En avril 1860, un groupe d’immigrants noirs de Californie forme le Victoria Pioneer Rifle Corps sur l’île de Vancouver. Cette unité est largement considérée comme la première unité militaire britannique ou canadienne formée à l’ouest de l’Ontario. Elle reçoit l’approbation du gouverneur James Douglas en 1860, mais est dissoute en 1865 après que le gouverneur suivant, Arthur Edward Kennedy, déclare qu’il n’acceptera aucune unité militaire basée sur la classe, la couleur ou la nationalité.

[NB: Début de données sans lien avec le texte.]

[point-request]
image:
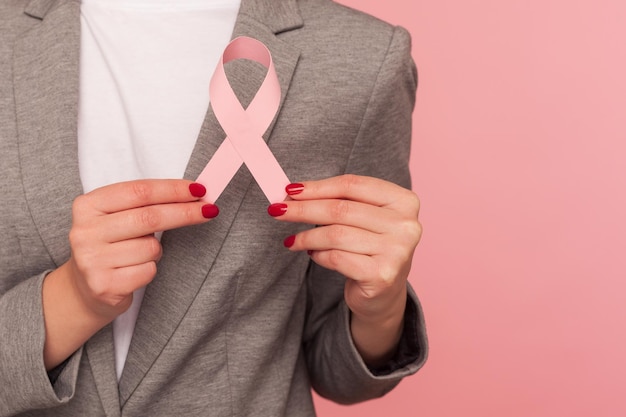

Victoria Pioneer Rifle Corps

Une autre unité de volontaires noirs est mise sur pied à Halifax, en Nouvelle-Écosse, le 4 février 1860. Les Victoria Rifles sont au nombre des unités de volontaires qui défilent lors de la visite du Prince de Galles à Halifax en août cette année-là. (Voir Tournées royales au Canada et 10 tournées royales mémorables au Canada.) Bien que les Rifles fassent preuve d’une grande habileté et soient décrits dans la presse locale comme étant très bien organisés, ils sont dénigrés par les chefs de la milice blanche et d’autres notables de la communauté. L’unité est dissoute en 1864.

Raids des Fenians, 1866

Entre 1866 et 1871, la Fraternité feniane, un mouvement indépendantiste irlandais, lance une série d’attaques armées de faible envergure au Canada. Le 2 juin 1866, la Milice canadienne vient à bout des Fenians à la bataille de Ridgeway. Après cet événement, une unité de volontaires noirs de St. Catharines escorte les prisonniers fenians pendant le voyage en train qui les emmène vers une prison à Brantford. Les volontaires se voient alors confier deux responsabilités : d’une part, ils doivent empêcher les prisonniers de s’échapper; de l’autre, ils doivent les protéger de la population locale le long du trajet entre la gare et la prison.

De la Confédération à la Première Guerre mondiale

La Loi de Milice canadienne de 1868 s’appuie sur des régiments de volontaires comme base du service militaire. Si la loi n’interdit pas l’enrôlement d’hommes noirs, de nombreux commandants rejettent quand même les volontaires noirs. Ceux qui sont acceptés servent dans les régiments officiels de la milice canadienne. De nombreux soldats noirs qui participent à la Première Guerre mondiale ont autrefois servi dans ces régiments ou ont des parents qui l’ont fait. (Voir aussi Volontaires noirs dans le Corps expéditionnaire canadien.) On recense également quelques régiments de volontaires noirs dans le Canada post-Confédération, bien que ceux-ci ne fassent pas officiellement partie des forces militaires du pays. Windsor, par exemple, dispose d’une milice volontaire noire – qui se présente d’ailleurs à un défilé de la fête du Travail en 1897 –, qui n’a pas été sanctionnée par le gouvernement. De telles unités s’inscrivent dans une longue histoire de service militaire volontaire par les hommes noirs au Canada.